Chiara Prioli

Di

Chiara Prioli

Pubblicato il

maggio 3, 2018

Tag

digital, Media relation, PR

Quello del design e della creatività è un settore nel quale non è importante solo “fare”, ma è necessario anche saper comunicare, raccontare il percorso creativo che è dietro all’oggetto, dalla formazione dell’idea alla sua realizzazione.


I nuovi mezzi di comunicazione, anche nel caso del design, hanno agito da cassa di risonanza facilitando la conoscenza di stili che prima venivano ignorati o erano riservati a pochi eletti.

 

Che cos’è il design?

Domanda difficile. Questa singola parola rappresenta un concetto molto ampio, che va dalla ideazione di un progetto fino alla sua realizzazione, per questo qualsiasi definizione rischia di essere sempre riduttiva.
Il design è comunicazione: comunica un sistema o una modalità di vita, usi, abitudini e costumi, concetti legati all’utilizzo dello spazio che ci circonda, delle modalità con le quali l’uomo se ne appropria.
Comunicare attraverso di esso, oggi più che mai, è diventata una necessità. La nostra quotidianità è costantemente relazionata agli spazi e agli oggetti che ci circondano, che per tale ragione assumono un rilievo e una responsabilità rilevante nei confronti delle persone che fruiranno di quei luoghi o manufatti proprio perché il design, quando fatto ad arte, ha insita la capacità di migliorare la qualità delle nostre vite.
La luce, la forma, il contesto, la tecnologia, i materiali e gli spazi diventano strumenti attraverso cui il linguaggio dell’artefice dà forma viva e creativa all’armonia, all’equilibrio, alla proporzione e alla bellezza di cose e spazi di cui noi stessi diventiamo parte integrante.
Comunicare design significa comunicare vita: diventa un’esigenza per dare visibilità a idee, realtà oggettive e persone.

 

I trend comunicativi del design 2018

A Milano si svolge ogni anno il Salone del Mobile, la manifestazione internazionale punto di riferimento per il settore dell’arredo e del design.

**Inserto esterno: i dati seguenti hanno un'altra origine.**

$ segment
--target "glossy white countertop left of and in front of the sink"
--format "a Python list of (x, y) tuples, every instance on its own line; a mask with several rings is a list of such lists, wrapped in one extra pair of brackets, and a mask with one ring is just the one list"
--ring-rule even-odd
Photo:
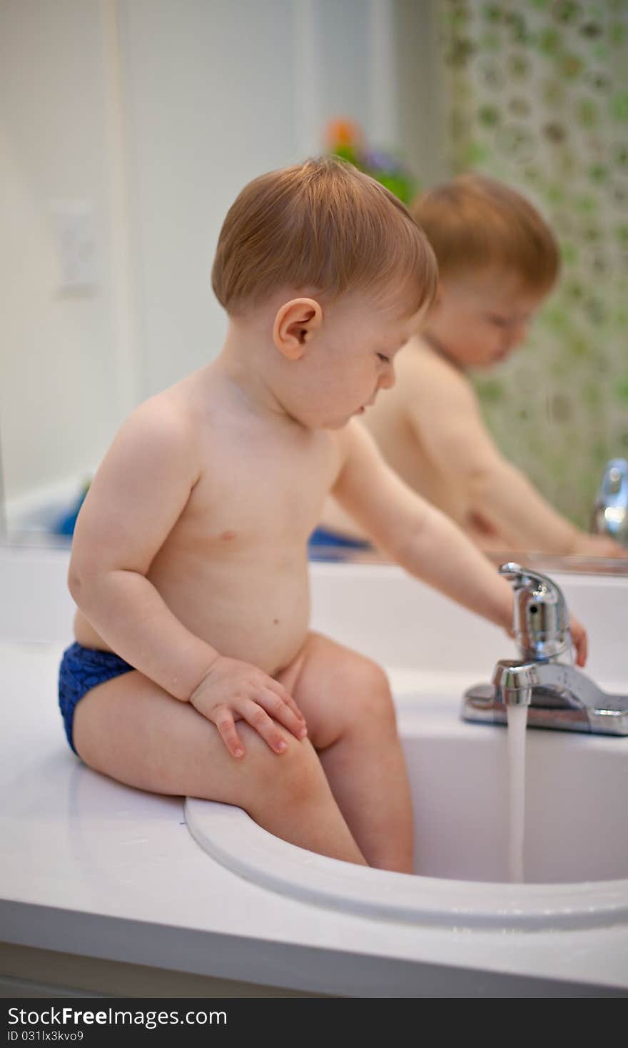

L’edizione 2018 della fiera, che si è tenuta dal 17 al 22 aprile, non ha riguardato solo esposizioni visivamente spettacolari, ma ha anche presentato trame accattivanti, qualità artigianali e mobili pensati per la vita di tutti i giorni. I pezzi esposti sono stati progettati per essere adattati ai gusti, agli stati d’animo e alle abitudini individuali e per trasformare la casa in un vero rifugio sicuro. Si trattava di mobili esteticamente belli che non sono mai, o quasi mai, sopra le righe, progettati per durare nel tempo e che incorporano l’usura come ulteriore fascino.

 

Houzz, piattaforma online dedicata alla ristrutturazione e al design di interni, ha avuto modo di classificare le tendenze 2018:

 

Celebrare il senso del tatto

Per quanto riguarda il tessuto e la tappezzeria, la filosofia ricorrente della fiera di quest’anno era che l’arredamento doveva essere vissuto e gestito in modo molto tattile. Alcuni pezzi presentavano armature solide che potevano essere pienamente percepite solo attraverso il tatto, appunto.
Anche le trame visibili, spesso ispirate al tweed, erano un motivo decorativo ricorrente, come nei numerosi cuscini di grandi dimensioni di Nipa Doshi e nel divano Casa Modernista di Jonathan Levien per Moroso.

 

Decorazioni piccole e uniche

La fiera ha visto anche il ritorno a elementi puramente decorativi, a volte derivanti dall’ibridazione di elementi artigianali e industriali.
Ad esempio, Magis ha lavorato con il marchio finlandese Littala per produrre le lampade-scultura Linnut, disegnate da Oiva Toikka, realizzate in policarbonato stampato a rotazione.

 

Legno in nuovi modi

Il legno è sempre stato utilizzato nell’arredamento, ma il Salone del Mobile 2018 lo ha posto sotto una nuova luce attraverso la sperimentazione di forme, processi e usi: riportato con intarsi e colori inaspettati e utilizzato come finitura a parete.
Il tavolo Il Naturale per Moroso di Heinz Glatzl & Joachim Mayr ne è un esempio.

Trend del design al Salone del Mobile di Milano 2018

 

Mobili per il “me time”

I mobili dovrebbero aiutarci a trovare il tempo per noi stessi e per questo richiedono spazi dedicati. Questa è la filosofia che ha ispirato Giulia Urciuoli e Andrea Pezzoli a realizzare i loro prototipi: Bulco, una poltrona che integra una luce da lettura e un tavolino da caffè; e Bou, un tavolo da bistrò con una luce incorporata. Sono pezzi compatti ma completi che funzionano bene anche in spazi ristretti.